Director: Emma Ene Mang
Producer: Ugochukwu Okoro E.
Cast: Alex Ekubo, Ruth Kadiri, Daniel Illoyd, Inem Peters, Ifeoma Odukwe
There are very few films that focus on women that are abusive in a relationship. To feature abuse in a Nollywood film means the man is going to be the abusive one. The only form of abuse that exists for women on the other hand, is that they are nags, temperamental, or demanding. “Neighbour’s wife” gives us two marriages as a case study. In one family, the man is abusive, in the other; the woman is the abusive one.

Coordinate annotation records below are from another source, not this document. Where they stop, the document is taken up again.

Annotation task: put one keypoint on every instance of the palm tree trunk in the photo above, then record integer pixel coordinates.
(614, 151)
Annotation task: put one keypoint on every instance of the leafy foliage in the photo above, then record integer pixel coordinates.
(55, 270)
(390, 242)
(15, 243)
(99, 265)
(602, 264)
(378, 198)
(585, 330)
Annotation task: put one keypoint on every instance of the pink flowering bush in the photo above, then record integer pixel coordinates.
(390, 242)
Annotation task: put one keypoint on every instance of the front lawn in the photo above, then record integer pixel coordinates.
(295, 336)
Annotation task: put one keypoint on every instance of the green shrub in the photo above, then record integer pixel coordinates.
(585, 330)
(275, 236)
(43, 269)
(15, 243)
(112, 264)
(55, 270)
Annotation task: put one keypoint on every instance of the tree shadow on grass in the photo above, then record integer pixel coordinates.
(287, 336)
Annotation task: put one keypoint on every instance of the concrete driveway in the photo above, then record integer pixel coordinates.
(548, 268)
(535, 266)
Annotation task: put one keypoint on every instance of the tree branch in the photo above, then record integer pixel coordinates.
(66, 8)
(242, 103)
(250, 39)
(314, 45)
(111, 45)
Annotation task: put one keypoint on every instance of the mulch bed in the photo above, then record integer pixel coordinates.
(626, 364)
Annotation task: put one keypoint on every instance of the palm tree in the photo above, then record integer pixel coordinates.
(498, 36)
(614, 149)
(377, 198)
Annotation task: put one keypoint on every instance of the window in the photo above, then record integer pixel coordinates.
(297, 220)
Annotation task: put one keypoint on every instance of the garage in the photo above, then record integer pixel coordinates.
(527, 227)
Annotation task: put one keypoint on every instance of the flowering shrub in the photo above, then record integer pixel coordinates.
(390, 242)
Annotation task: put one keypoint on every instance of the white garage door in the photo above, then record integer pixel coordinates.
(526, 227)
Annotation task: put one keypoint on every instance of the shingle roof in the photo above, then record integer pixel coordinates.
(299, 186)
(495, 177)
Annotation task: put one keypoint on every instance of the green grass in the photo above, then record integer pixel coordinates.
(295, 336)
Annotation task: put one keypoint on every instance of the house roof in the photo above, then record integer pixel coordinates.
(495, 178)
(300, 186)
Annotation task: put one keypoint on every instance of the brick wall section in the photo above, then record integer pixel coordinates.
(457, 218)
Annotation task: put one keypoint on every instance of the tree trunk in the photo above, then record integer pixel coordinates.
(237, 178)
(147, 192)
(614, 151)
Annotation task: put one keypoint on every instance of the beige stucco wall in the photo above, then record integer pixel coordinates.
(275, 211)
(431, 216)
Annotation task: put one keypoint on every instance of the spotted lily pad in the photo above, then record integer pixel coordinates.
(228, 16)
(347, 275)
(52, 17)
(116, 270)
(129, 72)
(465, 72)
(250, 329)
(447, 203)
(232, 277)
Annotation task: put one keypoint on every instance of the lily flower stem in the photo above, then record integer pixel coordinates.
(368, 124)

Ifeoma (Ruth Kadiri) is in control of her home. When we first meet her, she is yelling at her husband ordering him on what to do for their young daughter. Her husband, Ben (Alex Ekubo) does not say much. He is a nerd, he wears glasses and has a sluggish way of moving around. A scene that points to his awkwardness is when he calls a female colleague to ask about foundation and concealer, he wants to know which comes first. This is unusual for a man that is married, until we see a scar on his face. It is that scar that he wants to conceal that reveals the domestic violence that exists in his home. He is in denial of this abuse, not because of shame but because he believes marriage succeeds on tolerance.
His wife flaunts her male colleague, Wale (Daniel Illoyd) before him. She enjoys Wale’s company over her husband’s. Wale is a married man and is also an abusive husband. Eventually Wale and Ifeoma elope leaving their marriages. This gives the abandoned partners an opportunity to bond.
Neighbor’s wife attempts to tackle the problem of domestic violence and while it does this, it fails at delivery. It is interesting to watch the mannerism that Alex Ekubo adopts for his performance as Ben; however, his performance alone cannot sustain the film. The rest of the cast are there not as support systems to each other but to get the script interpreted and to move to the next project. It is evident in the delivery of their roles how rushed the project is.
For the director, Emma Eme who directed “The Screenplay” we cannot blame him for the lack of creative invention by the film. The actors leave the job of creating and interpreting an important story to Alex Ekubo, while he does a good job, the script stretches scenes for too long. Dialogue goes on and on. Many unnecessary scenes make it almost unbearable. It is the type of film that makes you eager for Karma, at the same time; it will tempt you to fast forward to the last scene to know what is going to happen.
If given the opportunity, we will pick out scenes that make watching Neighbor’s wife a burden. Once those scenes are gone, the film will offer a straight forward story that is commendable.